Pendant les jours qui suivent cette séparation, plusieurs perdent l'appétit, leur système immunitaire s'affaiblit et les éleveurs s'inquiètent. C'est le stress du sevrage... «Je n'aime pas ça entendre les veaux beugler. Personne n'aime ça. Ça veut dire qu'ils sont stressés et qu'ils ne sont pas contents.» Le stress du sevrage affaiblit l'animal au moment où certains d'entre eux prennent le chemin de l'encan. Alors même qu'ils sont plus sensibles aux maladies, on les envoie dans un environnement plus propice au contact avec les microbes et les bactéries.
Trouver la solution... Une équipe de l'Université de la Saskatchewan, dirigée par Dereck Haley, a tenté de trouver une solution.
Dereck a donc décidé d'isoler ces deux facteurs. Il a d'abord coupé l'accès au lait sans séparer le veau de la mère. C'est ce qu'il appelle le sevrage en deux étapes. Le fonctionnement est simple. Si le veau redresse la tête pour atteindre le pis de la vache, un anneau se referme et lui barre la route. Si le veau se penche vers le bas pour manger ou boire, l'anneau s'ouvre et lui laisse le champ libre. Le jour de la séparation, on retire l'anneau. Chaque veau est pesé et on les identifie pour finalement les isoler dans un nouvel enclos. Il ne reste qu'à attendre leurs réactions. Les résultats Les veaux sevrés en deux étapes beuglent 85% moins que les veaux sevrés de façon traditionnelle.

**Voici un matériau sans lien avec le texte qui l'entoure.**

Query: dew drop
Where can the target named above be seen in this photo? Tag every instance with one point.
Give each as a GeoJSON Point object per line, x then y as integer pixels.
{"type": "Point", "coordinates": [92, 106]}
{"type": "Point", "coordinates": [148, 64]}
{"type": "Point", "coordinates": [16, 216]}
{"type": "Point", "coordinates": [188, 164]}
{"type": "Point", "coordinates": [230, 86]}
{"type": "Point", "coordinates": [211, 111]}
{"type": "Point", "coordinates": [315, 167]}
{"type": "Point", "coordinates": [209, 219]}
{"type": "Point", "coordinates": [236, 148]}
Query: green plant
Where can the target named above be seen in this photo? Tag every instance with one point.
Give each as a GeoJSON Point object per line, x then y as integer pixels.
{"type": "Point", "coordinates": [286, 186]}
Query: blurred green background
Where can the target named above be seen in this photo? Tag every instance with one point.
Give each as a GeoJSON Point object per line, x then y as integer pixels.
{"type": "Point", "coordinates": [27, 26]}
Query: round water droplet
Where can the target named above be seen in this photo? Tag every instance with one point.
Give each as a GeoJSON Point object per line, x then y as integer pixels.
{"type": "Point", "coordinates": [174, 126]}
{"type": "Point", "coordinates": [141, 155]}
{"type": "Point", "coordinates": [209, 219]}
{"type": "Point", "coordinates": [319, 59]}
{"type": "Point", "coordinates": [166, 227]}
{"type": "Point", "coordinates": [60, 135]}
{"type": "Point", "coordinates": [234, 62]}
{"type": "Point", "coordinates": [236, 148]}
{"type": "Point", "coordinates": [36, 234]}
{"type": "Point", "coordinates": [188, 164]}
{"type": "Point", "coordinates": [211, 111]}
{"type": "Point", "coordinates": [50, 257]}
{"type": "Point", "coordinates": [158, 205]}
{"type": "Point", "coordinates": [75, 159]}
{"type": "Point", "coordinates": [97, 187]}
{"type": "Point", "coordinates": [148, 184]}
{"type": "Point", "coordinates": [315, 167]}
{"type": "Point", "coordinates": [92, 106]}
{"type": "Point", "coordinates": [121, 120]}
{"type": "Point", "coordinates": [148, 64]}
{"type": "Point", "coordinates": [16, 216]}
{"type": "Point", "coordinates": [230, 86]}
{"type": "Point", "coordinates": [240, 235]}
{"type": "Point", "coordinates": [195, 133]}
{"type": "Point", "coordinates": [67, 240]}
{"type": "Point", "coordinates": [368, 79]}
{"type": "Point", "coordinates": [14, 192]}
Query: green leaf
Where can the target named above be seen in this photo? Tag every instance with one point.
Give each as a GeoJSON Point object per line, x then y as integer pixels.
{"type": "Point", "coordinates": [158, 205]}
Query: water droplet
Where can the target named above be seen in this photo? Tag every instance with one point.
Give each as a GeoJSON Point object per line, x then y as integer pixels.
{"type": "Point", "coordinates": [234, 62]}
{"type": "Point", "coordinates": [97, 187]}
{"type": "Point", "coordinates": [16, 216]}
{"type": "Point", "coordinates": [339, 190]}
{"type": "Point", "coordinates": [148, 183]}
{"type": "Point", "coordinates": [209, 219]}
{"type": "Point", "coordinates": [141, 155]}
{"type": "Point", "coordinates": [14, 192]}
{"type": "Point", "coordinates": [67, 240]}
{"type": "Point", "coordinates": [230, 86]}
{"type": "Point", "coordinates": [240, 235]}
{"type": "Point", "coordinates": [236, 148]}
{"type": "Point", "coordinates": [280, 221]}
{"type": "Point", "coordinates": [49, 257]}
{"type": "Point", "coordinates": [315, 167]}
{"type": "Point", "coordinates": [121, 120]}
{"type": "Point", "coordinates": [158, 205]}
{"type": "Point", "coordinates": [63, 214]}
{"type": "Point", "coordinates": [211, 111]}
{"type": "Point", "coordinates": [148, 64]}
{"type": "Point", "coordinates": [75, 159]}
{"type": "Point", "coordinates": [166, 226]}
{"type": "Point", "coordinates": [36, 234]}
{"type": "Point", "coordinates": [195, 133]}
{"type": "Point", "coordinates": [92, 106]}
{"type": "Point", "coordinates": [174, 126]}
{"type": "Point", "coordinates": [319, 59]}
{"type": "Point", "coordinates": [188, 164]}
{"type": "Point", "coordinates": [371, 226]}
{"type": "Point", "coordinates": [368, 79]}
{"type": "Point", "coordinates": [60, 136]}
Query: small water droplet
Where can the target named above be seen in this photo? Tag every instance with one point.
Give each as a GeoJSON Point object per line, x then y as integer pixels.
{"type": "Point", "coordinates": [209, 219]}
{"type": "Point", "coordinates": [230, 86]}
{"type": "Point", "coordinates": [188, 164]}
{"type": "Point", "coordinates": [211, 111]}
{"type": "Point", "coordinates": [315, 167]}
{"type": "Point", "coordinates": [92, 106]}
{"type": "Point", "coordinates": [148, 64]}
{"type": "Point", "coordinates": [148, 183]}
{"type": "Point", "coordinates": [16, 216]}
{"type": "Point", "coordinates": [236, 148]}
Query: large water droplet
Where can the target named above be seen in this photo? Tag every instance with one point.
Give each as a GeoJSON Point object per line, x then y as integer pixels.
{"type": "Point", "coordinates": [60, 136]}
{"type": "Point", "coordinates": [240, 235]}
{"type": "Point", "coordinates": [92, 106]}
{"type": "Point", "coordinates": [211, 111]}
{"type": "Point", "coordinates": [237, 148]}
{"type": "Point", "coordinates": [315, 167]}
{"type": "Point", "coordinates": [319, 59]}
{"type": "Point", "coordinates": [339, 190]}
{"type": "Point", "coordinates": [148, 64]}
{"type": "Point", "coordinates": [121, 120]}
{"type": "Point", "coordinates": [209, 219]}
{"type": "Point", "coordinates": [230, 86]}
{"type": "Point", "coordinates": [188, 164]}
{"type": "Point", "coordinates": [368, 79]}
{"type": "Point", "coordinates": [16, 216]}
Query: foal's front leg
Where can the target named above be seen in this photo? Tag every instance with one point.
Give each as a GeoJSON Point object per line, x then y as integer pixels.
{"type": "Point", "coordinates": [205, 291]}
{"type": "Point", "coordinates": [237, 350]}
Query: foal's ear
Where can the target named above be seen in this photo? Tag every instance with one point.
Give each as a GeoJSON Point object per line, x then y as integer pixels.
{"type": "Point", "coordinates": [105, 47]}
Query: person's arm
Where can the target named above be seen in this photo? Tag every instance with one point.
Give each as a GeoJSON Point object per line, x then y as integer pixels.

Le plus important encore: les veaux sevrés avec l'anneau mangent plus, consacrant 25% plus de temps à leur alimentation. Il est donc clair que les veaux sevrés avec l'anneau sont moins stressés et donc plus aptes à combattre la maladie. Dereck Haley est persuadé que les consommateurs, qui sont de plus en plus soucieux du traitement que l'on réserve aux animaux, vont finir par convaincre l'industrie.